Resident Evil Village looks incredible!
The games that are optimised for the Series X blow your mind! I never imagined they’d get so much performance from such a small machine. I knew Resident Evil Village would look great, I simply wasn’t prepared for how good it would look! Every aspect is finished to an incredibly high standard. The objects look realistic, the lighting creates shadows that alter when moving, and the characters are so realistic you could be watching a film. If you then take into consideration the array of colours, tones and environments that have been used, it’s a visual treat that keeps on giving. I don’t like to gush about games, but this deserves all the praise that can be heaped upon it.

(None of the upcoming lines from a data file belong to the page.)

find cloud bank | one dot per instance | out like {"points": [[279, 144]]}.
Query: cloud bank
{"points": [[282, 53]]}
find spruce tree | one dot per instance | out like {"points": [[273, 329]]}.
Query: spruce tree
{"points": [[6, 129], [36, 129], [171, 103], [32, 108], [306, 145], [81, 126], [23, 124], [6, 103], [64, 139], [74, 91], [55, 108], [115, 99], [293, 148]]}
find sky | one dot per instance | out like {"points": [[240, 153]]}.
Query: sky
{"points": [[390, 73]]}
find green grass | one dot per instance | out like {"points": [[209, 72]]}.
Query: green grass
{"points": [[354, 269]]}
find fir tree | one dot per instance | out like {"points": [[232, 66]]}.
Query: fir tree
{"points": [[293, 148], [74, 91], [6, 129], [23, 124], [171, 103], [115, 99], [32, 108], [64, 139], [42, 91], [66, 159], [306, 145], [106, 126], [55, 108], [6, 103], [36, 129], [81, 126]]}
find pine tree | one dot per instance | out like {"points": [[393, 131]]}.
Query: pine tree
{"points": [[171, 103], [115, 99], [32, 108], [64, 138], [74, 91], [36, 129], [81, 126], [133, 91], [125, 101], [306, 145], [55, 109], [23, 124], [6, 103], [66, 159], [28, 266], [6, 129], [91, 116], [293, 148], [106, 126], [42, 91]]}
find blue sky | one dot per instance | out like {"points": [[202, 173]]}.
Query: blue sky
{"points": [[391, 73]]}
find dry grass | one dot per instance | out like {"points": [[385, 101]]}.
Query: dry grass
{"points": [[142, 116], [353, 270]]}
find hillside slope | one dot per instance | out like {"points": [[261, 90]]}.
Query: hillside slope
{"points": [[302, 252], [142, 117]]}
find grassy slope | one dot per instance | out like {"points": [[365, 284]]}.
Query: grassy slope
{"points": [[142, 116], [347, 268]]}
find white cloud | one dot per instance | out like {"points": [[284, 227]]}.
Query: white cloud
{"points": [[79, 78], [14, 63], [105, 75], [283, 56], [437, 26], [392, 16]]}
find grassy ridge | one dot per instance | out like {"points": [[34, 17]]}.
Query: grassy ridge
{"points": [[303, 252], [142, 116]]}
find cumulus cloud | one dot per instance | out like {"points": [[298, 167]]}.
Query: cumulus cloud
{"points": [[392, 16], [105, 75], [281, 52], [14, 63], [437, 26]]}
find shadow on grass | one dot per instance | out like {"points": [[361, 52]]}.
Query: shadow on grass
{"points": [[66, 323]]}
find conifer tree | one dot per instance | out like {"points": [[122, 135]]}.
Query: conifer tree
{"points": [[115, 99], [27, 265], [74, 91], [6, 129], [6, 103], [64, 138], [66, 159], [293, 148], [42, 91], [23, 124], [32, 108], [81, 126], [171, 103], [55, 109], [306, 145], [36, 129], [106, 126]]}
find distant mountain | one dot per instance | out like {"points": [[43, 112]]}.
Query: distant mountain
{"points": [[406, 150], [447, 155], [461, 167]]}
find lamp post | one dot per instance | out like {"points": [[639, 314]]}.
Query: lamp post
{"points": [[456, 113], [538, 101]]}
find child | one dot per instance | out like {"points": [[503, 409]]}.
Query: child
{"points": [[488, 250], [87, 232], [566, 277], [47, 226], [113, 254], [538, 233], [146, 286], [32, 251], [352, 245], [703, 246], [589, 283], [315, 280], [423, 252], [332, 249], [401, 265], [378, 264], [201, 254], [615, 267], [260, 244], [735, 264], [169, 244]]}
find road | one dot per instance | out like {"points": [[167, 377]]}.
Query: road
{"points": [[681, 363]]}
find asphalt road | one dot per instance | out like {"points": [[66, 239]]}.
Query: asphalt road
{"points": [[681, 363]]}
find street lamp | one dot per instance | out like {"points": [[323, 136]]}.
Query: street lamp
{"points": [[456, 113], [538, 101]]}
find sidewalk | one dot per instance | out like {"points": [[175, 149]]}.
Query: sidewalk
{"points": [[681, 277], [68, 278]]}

Capcom Co., Ltd’s. decision to keep the first-person viewpoint was a genius idea. This immersive perspective has you petrified from the moment you take control. Creeping around buildings, through foggy fields, and long-abandoned villages are eerie at the best of times. But chuck in low-lighting, a weak torch, and horrendous zombie mutant beasts, and you have a recipe to make adults cry.
Hollywood style audio.
The visuals scared me, but I can’t get the eerie audio out of my head. Playing this with headphones is a must, but be warned, the sounds of the zombies will haunt you long after you finish playing. Classic horror techniques are used to perfection. Creaking floorboards, slamming doors, sounds from distant rooms, and the blood-curdling screams of each monster were truly disturbing. Let us not forget the earth-shattering noise from the guns, the swishing of melee weapons, and the environmental sounds that all add up to create this truly upsetting and damned atmosphere.
The sound effects are amazing, but what I found truly spectacular was the acting. There are few games that deliver this to an exceptionally high standard, yet Resident Evil Village achieved this level. From the gruff, aggressive, and macho lead characters, to the meek and vulnerable supporting cast. Each played their part perfectly to sell the horror story.
So easy to control that a child could play it, but I wouldn’t advise it!
As far as I know, Resident Evil has always been easy to control. Resident Evil Village unsurprisingly follows suit. With the opening thirty minutes acting as a petrifying tutorial, you’ll have the fundamentals nailed quickly. It’s so easy to pick up, a child could play it. I don’t recommend doing that though, as they’ll likely be scarred for life. The aforementioned crafting system requires little skill and aiming and shooting is standard fare.
The simplicity of the approach allows veteran of the franchise to continue on from where they left off. New players, however, can focus on the action with no concern for a complex control system.
When a game is this scary, why wouldn’t you want to play it again? Three difficulty levels are available for you to choose from to increase longevity. A complex and challenging achievement list will demand perfect playthrough’s, thorough exploration, and a keen eye for detail. On top of this, there is a separate online mode called Resident Evil Re:Verse. At the time of writing this review I hadn’t played it, but it’ll allow players to battle each other as iconic characters from the franchise. Redfield and Redfield Vs Wesker, what’s not to love?
Resident Evil Village will drip with accolades.
I’m not willing to beat around the bush, Resident Evil Village was simply fantastic. Biohazard received accolades and plaudits across the board, and I can see the same happening with its sequel. Every element fits together to create a well oiled horrific scaring machine. A brilliantly written story with twists and turns, and surprises for returning players. Amazing graphics, excellent audio, accessible controls, and mountains of replay value. Every gamer needs this in their library, so buy it here! Dim the lights, turn up the sound, and prepare to never sleep again!